Voilà planté le décor…
… du premier long métrage de Francis Gallupi, jeune cinéaste français basé à Los Angeles. Est-ce son passé de batteur au sein d’un combo Punk Rock, mais c’est bien dans cet esprit que fut tourné « The Last Stop In Yuma County ». À la croisée du thriller et du western, ce huis clos offre une galerie de personnages à la déjante réjouissante, sur fond d’existences dérisoires et de vies de merde. Au cœur de cette miniature d’une Amérique à la dérive, parano et surarmée, chaque protagoniste, dans une ambiance de plus en plus dégradée, va peu à peu dévoiler sa vraie nature. Souvent peu reluisante…

La mise en scène…
… assez lente, vous agrippe néanmoins par le colbac. Gallupi connaît bien son affaire pour jouer avec nos nerfs et faire monter la pression. La caméra prend son temps, tourne autour du pot, zoome et dézoome peinarde. Tout comme les personnages écrasés par la cagna, on a l’impression de stagner dans un air épais, presque palpable. Les dialogues, réduits à l’essentiel, on est pas au café philo, se frayent un passage entre des silences lourds de menace.

L’épure, cependant…
… s’enjolive de temps en temps d’une note d’humour noir foncé grâce aux élucubrations garanties « grand n’importe quoi » du jeune braqueur, crétin abyssal jouissivement interprété par l’impeccable Nicholas Logan, ou de ce jeune couple, Bonny and Clyde d’opérette shooté à la série B, qui se la joue durs de durs. Décalage qu’on appréciera d’autant plus quand il est enjolivé d’une bande sonore Country bien péquenode délivrée par l’inévitable juke-box. Machine alimentée par le mélomane de service, à savoir l’aîné des deux malfrats, psychopathe glaçant magistralement campé par l’inquiétant Richard Brake. Mention spéciale itou pour Jim Cummings, le jeune homme propre sur lui, au faux air d’Anthony Perkins (Clin d’oeil au grand Alfred ?), représentant à la ramasse en couteaux de cuisine japonais, qui va se laisser glisser irrémédiablement dans la fange obscure d’un tempérament plus tourmenté qu’on ne croit…

Bref…
… ça sent la peur, ça pue la mort, comme le chantait le poète. Alors évidemment, dans ce petit jeu du « tout le monde s’observe » vient LA question : quand est-ce que ça va partir en vrille ? Comment ? À cause de qui ? Parce que forcément CA VA partir en vrille…

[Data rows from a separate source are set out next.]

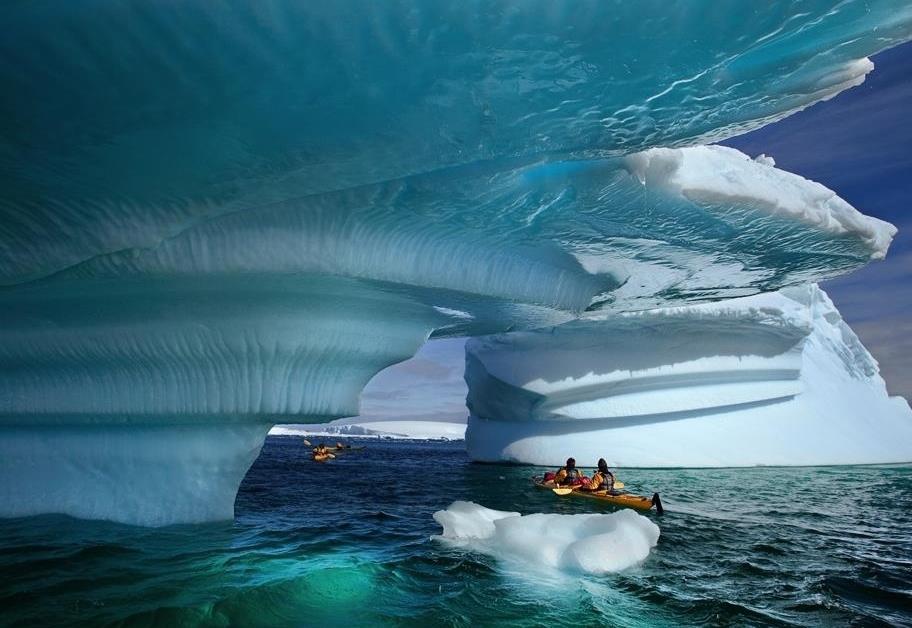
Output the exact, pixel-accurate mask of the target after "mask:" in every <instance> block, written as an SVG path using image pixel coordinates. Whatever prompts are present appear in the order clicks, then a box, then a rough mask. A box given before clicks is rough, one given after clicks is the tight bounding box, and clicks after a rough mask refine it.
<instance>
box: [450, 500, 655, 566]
mask: <svg viewBox="0 0 912 628" xmlns="http://www.w3.org/2000/svg"><path fill="white" fill-rule="evenodd" d="M434 520H435V521H436V522H437V523H439V524H440V525H441V527H443V532H442V533H441V534H440V535H438V536H435V537H434V538H435V539H437V540H439V541H440V542H443V543H447V544H449V545H452V546H456V547H461V548H466V549H470V550H473V551H477V552H482V553H484V554H488V555H490V556H494V557H496V558H499V559H501V560H504V561H507V562H510V563H515V564H517V565H521V566H522V567H523V571H524V572H527V570H528V568H529V567H532V568H535V569H539V570H545V573H547V572H548V571H566V572H570V573H589V574H604V573H611V572H617V571H622V570H624V569H628V568H630V567H633V566H634V565H637V564H639V563H642V562H643V561H644V560H646V558H647V557H648V556H649V552H650V550H651V549H652V548H653V547H655V546H656V544H657V543H658V541H659V526H657V525H656V524H655V523H653V522H652V521H650V520H649V519H647V518H646V517H644V516H643V515H640V514H637V513H635V512H634V511H632V510H622V511H620V512H615V513H611V514H583V515H557V514H544V513H535V514H531V515H521V514H519V513H518V512H505V511H502V510H493V509H491V508H485V507H484V506H481V505H479V504H475V503H473V502H453V503H452V504H450V506H449V507H448V508H447V509H446V510H438V511H437V512H435V513H434Z"/></svg>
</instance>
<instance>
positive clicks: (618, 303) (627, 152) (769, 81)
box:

Si vous voulez vraiment le savoir…
… et si d’aventure vous passez un de ces quatre devant un cinoche qui a eu la lumineuse idée de programmer « The Last Stop In Yuma County », prenez votre billet et votre seau de pop-corn, calez vos miches bien confortablement et dégustez cette petite toile indé comme on les aime, efficace et sans prétention comme un bon album Garage, et de surcroît belle déclaration d’amour aux frangins Cohen et à sieur Tarantino.